„Schutzquote massiv gestiegen“

Abschiebung Die Zahl der unbegleiteten minderjährigen Flüchtlinge ist so hoch wie nie. Gleiches gilt für die Schutzquote. Ein Trend, der wohl anhalten wird

Niels Espenhorst

35, ist Sozialwissenschaftler und arbeitet als Referent beim Bundesfachverband Unbegleitete Minderjährige Flüchtlinge e. V., dort leitet er das Projekt Kiwa, das Vormünder und Fachkräfte der Jugendhilfe weiterbildet.

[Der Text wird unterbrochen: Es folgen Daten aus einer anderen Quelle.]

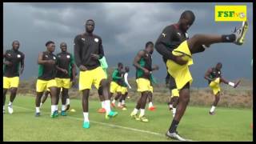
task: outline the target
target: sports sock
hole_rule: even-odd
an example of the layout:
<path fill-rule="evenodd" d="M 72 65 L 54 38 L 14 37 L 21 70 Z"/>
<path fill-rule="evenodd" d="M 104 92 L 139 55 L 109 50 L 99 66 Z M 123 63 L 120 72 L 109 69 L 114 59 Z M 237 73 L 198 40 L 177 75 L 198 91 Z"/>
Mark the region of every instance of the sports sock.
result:
<path fill-rule="evenodd" d="M 173 114 L 175 115 L 176 114 L 176 108 L 173 108 Z"/>
<path fill-rule="evenodd" d="M 56 105 L 51 105 L 50 106 L 50 114 L 53 114 L 54 112 L 55 111 L 56 109 Z"/>
<path fill-rule="evenodd" d="M 126 104 L 125 100 L 122 100 L 122 105 L 124 105 L 124 104 Z"/>
<path fill-rule="evenodd" d="M 136 109 L 136 108 L 134 108 L 134 110 L 133 113 L 134 113 L 134 114 L 137 114 L 138 111 L 138 109 Z"/>
<path fill-rule="evenodd" d="M 234 83 L 233 83 L 233 82 L 229 82 L 229 85 L 230 86 L 234 86 Z"/>
<path fill-rule="evenodd" d="M 89 113 L 83 112 L 83 118 L 84 118 L 84 122 L 89 122 Z"/>
<path fill-rule="evenodd" d="M 110 112 L 111 111 L 111 109 L 110 109 L 110 100 L 106 100 L 105 101 L 105 110 L 106 111 L 106 114 L 110 114 Z"/>
<path fill-rule="evenodd" d="M 211 109 L 210 110 L 210 112 L 214 112 L 214 110 L 215 110 L 215 106 L 211 106 Z"/>
<path fill-rule="evenodd" d="M 66 105 L 62 105 L 62 111 L 64 111 L 66 110 Z"/>
<path fill-rule="evenodd" d="M 70 98 L 66 98 L 66 105 L 69 105 L 69 104 L 70 104 Z"/>
<path fill-rule="evenodd" d="M 139 117 L 142 117 L 145 115 L 145 109 L 141 109 L 141 114 L 139 114 Z"/>
<path fill-rule="evenodd" d="M 35 107 L 35 112 L 36 113 L 40 113 L 40 108 L 39 107 Z"/>
<path fill-rule="evenodd" d="M 222 35 L 222 42 L 233 42 L 235 41 L 235 34 Z"/>
<path fill-rule="evenodd" d="M 105 102 L 104 101 L 102 102 L 102 108 L 104 108 L 104 105 L 105 105 Z"/>
<path fill-rule="evenodd" d="M 153 103 L 150 102 L 150 103 L 149 103 L 149 107 L 152 107 L 153 106 Z"/>
<path fill-rule="evenodd" d="M 178 127 L 178 121 L 176 120 L 173 120 L 173 122 L 171 122 L 171 125 L 170 126 L 170 129 L 169 129 L 169 132 L 170 133 L 174 133 L 176 131 L 176 129 Z"/>

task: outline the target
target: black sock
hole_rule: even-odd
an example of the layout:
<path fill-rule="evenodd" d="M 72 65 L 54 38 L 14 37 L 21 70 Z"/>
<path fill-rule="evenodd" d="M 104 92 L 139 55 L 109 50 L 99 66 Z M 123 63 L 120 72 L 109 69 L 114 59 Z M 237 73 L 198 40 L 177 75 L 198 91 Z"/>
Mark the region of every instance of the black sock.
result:
<path fill-rule="evenodd" d="M 176 129 L 178 127 L 178 121 L 176 120 L 173 120 L 173 122 L 171 122 L 171 125 L 170 126 L 170 129 L 169 129 L 169 132 L 170 133 L 174 133 L 176 131 Z"/>
<path fill-rule="evenodd" d="M 235 34 L 222 35 L 222 42 L 233 42 L 235 40 Z"/>

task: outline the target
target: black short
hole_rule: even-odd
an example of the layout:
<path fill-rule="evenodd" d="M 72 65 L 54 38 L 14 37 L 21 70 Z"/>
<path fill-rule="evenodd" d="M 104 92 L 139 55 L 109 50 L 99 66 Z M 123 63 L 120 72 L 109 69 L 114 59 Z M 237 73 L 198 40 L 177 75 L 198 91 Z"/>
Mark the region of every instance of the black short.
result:
<path fill-rule="evenodd" d="M 174 89 L 177 89 L 175 79 L 171 75 L 170 75 L 170 79 L 169 79 L 169 89 L 170 90 Z M 187 82 L 181 90 L 182 89 L 190 89 L 190 82 Z"/>

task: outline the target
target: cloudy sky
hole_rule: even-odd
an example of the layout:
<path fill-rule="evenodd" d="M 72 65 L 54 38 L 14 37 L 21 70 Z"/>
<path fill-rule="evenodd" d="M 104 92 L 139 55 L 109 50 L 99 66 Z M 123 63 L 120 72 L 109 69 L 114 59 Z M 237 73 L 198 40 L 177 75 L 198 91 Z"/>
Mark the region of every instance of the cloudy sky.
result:
<path fill-rule="evenodd" d="M 227 79 L 252 79 L 253 15 L 252 3 L 4 3 L 3 50 L 11 48 L 11 42 L 18 40 L 20 50 L 26 54 L 26 67 L 22 79 L 37 77 L 37 58 L 46 50 L 48 40 L 59 44 L 66 42 L 73 53 L 73 41 L 84 32 L 86 20 L 95 21 L 94 34 L 102 38 L 105 54 L 110 66 L 118 62 L 130 66 L 130 77 L 134 77 L 133 58 L 148 41 L 155 42 L 162 29 L 177 22 L 182 11 L 191 10 L 196 16 L 188 33 L 230 34 L 238 22 L 214 22 L 215 5 L 246 5 L 249 30 L 242 46 L 234 44 L 214 44 L 206 52 L 194 55 L 190 67 L 193 86 L 206 86 L 203 75 L 218 62 L 223 64 L 222 74 Z M 157 51 L 153 63 L 160 66 L 154 73 L 160 82 L 166 75 L 165 65 Z"/>

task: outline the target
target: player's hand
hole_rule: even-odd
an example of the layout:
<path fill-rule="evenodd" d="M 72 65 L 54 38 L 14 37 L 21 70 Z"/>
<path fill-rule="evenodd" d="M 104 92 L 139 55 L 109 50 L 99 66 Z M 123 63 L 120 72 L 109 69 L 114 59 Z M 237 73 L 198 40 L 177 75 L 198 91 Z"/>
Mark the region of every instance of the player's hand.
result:
<path fill-rule="evenodd" d="M 87 70 L 87 68 L 86 68 L 85 66 L 81 65 L 81 66 L 79 66 L 79 70 L 80 70 L 81 71 L 86 71 L 86 70 Z"/>
<path fill-rule="evenodd" d="M 75 84 L 75 82 L 76 82 L 76 79 L 75 79 L 75 78 L 73 78 L 71 82 L 72 82 L 72 85 L 74 86 L 74 85 Z"/>
<path fill-rule="evenodd" d="M 11 62 L 10 62 L 10 61 L 6 61 L 4 63 L 5 63 L 6 66 L 11 66 L 11 65 L 13 65 L 13 63 L 12 63 Z"/>
<path fill-rule="evenodd" d="M 19 74 L 22 74 L 23 73 L 24 68 L 21 68 L 21 70 L 19 70 Z"/>
<path fill-rule="evenodd" d="M 90 57 L 95 60 L 99 59 L 99 55 L 95 54 L 90 54 Z"/>
<path fill-rule="evenodd" d="M 48 64 L 50 64 L 50 65 L 54 65 L 54 64 L 55 64 L 55 61 L 54 61 L 54 60 L 48 60 L 48 61 L 47 61 L 47 63 L 48 63 Z"/>
<path fill-rule="evenodd" d="M 145 74 L 146 74 L 146 75 L 149 75 L 150 74 L 150 71 L 146 69 L 143 69 L 143 71 L 144 71 Z"/>
<path fill-rule="evenodd" d="M 68 74 L 67 70 L 65 69 L 62 69 L 62 72 L 64 73 L 65 74 Z"/>
<path fill-rule="evenodd" d="M 183 54 L 182 55 L 180 56 L 174 56 L 174 62 L 179 65 L 185 65 L 187 63 L 188 61 L 186 61 L 182 58 L 185 54 Z"/>
<path fill-rule="evenodd" d="M 158 66 L 158 65 L 154 65 L 154 66 L 153 66 L 153 69 L 154 69 L 154 70 L 159 70 L 159 66 Z"/>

taz: Herr Espenhorst, nach Deutschland kommen gerade so viele unbegleitete minderjährige Flüchtlinge wie nie. Steigt damit auch die Zahl der Abschiebungen?

Niels Espenhorst: Nein, im Gegenteil, im ersten Quartal 2015 lag die Schutzquote von unbegleiteten minderjährigen Flüchtlingen bei 85 Prozent, das ist Rekord. Da setzt sich ein Trend fort. In den letzten Jahren ist die Schutzquote massiv gestiegen.

Woran liegt das?

Zum einen daran, dass über bestimmte Länder zurzeit nicht entschieden wird. Im Augenblick wird vor allem über syrische Flüchtlinge entschieden und da liegt die Anerkennungsquote bei 100 Prozent. Aber die Quote steigt auch bei denjenigen, die aus den Balkanstaaten kommen. Zum anderen hat es bei den Ausländerbehörden ein Umdenken gegeben. Dort hat man erkannt, dass die Jugendlichen nicht nach Lust und Laune fliehen. Grundsätzlich gilt heute: Auch diejenigen, die keinen Schutzstatus erhalten, können hierbleiben. Die Jugendlichen werden gut aufgenommen, gehen in die Schule, und die Jugendbehörden kümmern sich um sie.

Befürchten Sie, dass sich dieser Trend auch wieder umkehrt?

Nein, es ist für die Ämter schwierig geworden, unbegleitete minderjährige Flüchtlinge abzuschieben. Bei einem Abschiebeverfahren müssen Betreuer und Vormünder Gutachten schreiben, es gibt rechtliche Vertretungen der Minderjährigen und die Familiengerichte reden ein Wort mit.

In Deutschland gab es lange Zeit Kritik daran, dass Flüchtlinge ab 16 Jahren asylrechtlich voll handlungsfähig sind. Gelten die Verbesserungen auch für die minderjährigen Flüchtlinge, die älter als 16 sind?

Die negativen Konsequenzen der Handlungsfähigkeit haben sich in den letzten Jahren minimiert, auch weil das BAMF reagiert hat: Anhörungen finden nur noch statt, wenn der Vormund dabei ist, die Jugendhilfe wird miteinbezogen und Sonderbeauftragte der UN betreuen die Verfahren.

Also wurde die UN-Kinderrechtskonvention in Deutschland umgesetzt?

Zumindest was diesen Punkt angeht. Allerdings haben wir die Befürchtung, dass Geflüchtete erst im erwachsenen Alter ins Asylverfahren kommen, wenn die Handlungsfähigkeit auf 18 Jahre angehoben wird und die 16- und 17-Jährigen nicht mehr eigenständig einen Asylantrag stellen können. Daher müssen wir darauf achten, dass Minderjährige schnell einen Antrag stellen können und nicht warten müssen, bis sie volljährig sind.

Droht trotz der positiven Entwicklungen unbegleiteten minderjährigen Flüchtlingen noch die Abschiebehaft?

Statistisch vielleicht nicht. Allerdings kommen einige durch die fehlerhaften Clearingverfahren als Volljährige in den Knast und gehen als Minderjährige wieder heraus, weil man erst im Gefängnis festgestellt hat, dass sie minderjährig sind.